12.4. Conversion of succinyl-CoA into succinate
Succinyl-CoA is a high- energy compound like acetyl-CoA. Succinyl CoA has a high negative ΔG°' of hydrolysis, and can, therefore, be coupled to the direct phosphorylation of GDP → GTP (which is equivalent to ATP); this reaction is fairly reversible. This is an example of substrate level phosphorylation. The energy released during the hydrolysis of thioester bond of Succinyl-S-CoA is accompanied by the phosphorylation of guanosine diphosphate (GDP) to guanosine triphosphate (GTP). The reaction is catalyzed by succinyl-CoA synthase (= succinic thiokinase).
The GTP readily donates its terminal phosphate group to ADP to form ATP by the action of Mg+2-dependent enzyme, nucleoside diphosphokinase present in the interspace membrane of mitochondria. This is a reversible reaction.

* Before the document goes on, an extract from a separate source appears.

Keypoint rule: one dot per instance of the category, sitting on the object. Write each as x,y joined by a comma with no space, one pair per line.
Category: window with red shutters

12.5. Dehydrogenation of succinate to fumarate
The oxidation of succinate to fumarate is the only dehydrogenation reaction in the citric acid cycle in which NAD+ does not participate. In this reaction the hydrogen is directly transferred from the succinate to flavoprotein enzyme and fumarate is formed. The succinate dehydrogenase is a flavoprotein located on the inner mitochondrial membrane. The enzyme contains the reducible prosthetic group flavin adenine dinucleotide (FAD) as the coenzyme. FAD functions as the hydrogen acceptor in this reaction, rather than NAD+. this is because the free energy change is insufficient to reduce NAD+.

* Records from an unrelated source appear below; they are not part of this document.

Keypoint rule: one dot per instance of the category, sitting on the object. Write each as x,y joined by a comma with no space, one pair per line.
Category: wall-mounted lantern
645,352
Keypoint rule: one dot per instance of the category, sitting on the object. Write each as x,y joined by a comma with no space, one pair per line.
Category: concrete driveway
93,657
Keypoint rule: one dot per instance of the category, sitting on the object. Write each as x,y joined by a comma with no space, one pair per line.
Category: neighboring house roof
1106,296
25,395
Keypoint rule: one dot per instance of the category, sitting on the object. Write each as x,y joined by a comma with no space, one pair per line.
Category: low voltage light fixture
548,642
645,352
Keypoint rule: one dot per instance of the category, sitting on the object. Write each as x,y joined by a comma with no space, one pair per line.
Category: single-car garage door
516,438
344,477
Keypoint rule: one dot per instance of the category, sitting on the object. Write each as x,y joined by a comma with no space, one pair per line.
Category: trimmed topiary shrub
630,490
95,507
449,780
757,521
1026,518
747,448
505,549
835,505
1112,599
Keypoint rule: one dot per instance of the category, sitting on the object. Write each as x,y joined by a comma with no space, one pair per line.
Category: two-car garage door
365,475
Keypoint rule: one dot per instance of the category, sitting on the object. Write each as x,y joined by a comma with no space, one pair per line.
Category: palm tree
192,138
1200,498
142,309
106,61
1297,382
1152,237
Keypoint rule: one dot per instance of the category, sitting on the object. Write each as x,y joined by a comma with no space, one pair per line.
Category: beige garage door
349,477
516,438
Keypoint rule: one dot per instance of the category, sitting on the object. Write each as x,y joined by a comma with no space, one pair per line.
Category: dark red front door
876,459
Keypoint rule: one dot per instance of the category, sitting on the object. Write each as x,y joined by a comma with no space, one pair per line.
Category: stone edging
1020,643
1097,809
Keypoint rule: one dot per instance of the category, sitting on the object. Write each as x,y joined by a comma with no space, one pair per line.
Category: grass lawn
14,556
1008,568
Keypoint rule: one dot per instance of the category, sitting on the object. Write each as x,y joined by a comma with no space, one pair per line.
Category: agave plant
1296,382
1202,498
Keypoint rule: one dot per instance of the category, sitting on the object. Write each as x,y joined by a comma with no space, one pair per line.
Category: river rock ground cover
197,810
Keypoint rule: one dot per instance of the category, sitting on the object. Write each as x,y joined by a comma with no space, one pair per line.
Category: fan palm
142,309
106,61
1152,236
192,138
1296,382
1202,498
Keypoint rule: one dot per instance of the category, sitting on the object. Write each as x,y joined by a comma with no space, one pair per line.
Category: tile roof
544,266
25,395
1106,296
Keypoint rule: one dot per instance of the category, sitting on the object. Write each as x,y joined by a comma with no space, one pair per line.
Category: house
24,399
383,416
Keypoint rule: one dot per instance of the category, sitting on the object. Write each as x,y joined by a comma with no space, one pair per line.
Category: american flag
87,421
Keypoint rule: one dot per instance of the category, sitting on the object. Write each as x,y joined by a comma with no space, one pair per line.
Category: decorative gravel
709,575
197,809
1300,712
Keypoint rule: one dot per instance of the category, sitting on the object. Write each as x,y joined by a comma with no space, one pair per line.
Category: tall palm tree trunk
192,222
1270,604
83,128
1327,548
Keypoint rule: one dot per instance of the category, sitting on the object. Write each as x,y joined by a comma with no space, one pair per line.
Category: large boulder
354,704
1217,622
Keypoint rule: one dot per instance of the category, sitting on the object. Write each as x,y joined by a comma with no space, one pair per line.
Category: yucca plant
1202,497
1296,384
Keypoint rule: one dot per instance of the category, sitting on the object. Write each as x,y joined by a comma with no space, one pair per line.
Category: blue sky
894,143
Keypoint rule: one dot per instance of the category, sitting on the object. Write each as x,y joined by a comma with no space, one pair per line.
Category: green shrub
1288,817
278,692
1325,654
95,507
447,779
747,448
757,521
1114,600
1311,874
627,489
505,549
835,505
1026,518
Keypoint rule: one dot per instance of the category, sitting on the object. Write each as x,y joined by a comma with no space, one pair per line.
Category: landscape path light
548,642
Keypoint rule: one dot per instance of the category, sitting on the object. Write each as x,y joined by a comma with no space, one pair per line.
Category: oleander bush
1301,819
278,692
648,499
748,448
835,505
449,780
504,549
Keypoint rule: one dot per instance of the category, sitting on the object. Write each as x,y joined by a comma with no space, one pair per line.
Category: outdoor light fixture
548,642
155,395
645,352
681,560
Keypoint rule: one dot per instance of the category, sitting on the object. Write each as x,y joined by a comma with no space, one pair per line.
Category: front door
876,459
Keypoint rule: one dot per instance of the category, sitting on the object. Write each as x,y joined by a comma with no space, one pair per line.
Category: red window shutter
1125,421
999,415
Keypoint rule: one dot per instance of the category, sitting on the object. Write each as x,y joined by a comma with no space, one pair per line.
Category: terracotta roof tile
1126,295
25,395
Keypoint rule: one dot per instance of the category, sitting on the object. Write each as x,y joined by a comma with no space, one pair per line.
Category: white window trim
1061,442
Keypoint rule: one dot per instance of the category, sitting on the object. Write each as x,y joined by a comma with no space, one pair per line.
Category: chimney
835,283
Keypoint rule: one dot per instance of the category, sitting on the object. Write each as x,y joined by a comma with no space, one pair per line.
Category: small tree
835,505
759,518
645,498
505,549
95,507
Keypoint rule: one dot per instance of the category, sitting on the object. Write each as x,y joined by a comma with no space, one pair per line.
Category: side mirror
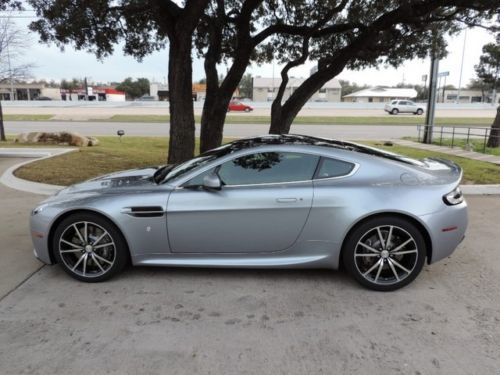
212,182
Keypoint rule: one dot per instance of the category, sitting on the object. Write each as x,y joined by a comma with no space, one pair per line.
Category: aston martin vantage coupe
275,201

In succinate dehydrogenase, the isoalloxazine ring of FAD is covalently linked to a histidine side chain of the enzyme. This is a reversible reaction.
Fumarate is hydrated to form L-malate in the presence of fumarate hydratase (formerly known as fumarase). This is a reversible reaction and involves hydration in malate formation and dehydration in fumarate formation.
Fumarate hydratase is highly specific and catalyzes trans addition and removal of H and OH and does not act on malate, the cis-isomer of fumarate.
Malate dehydrogenase is a good example of a reaction that has a net flow opposite to an unfavorable equilibrium. That is the oxidation of malate by NAD+ to produce oxaloacetate + NADH + H+ has a ΔG°' of + 7 kcal/mole.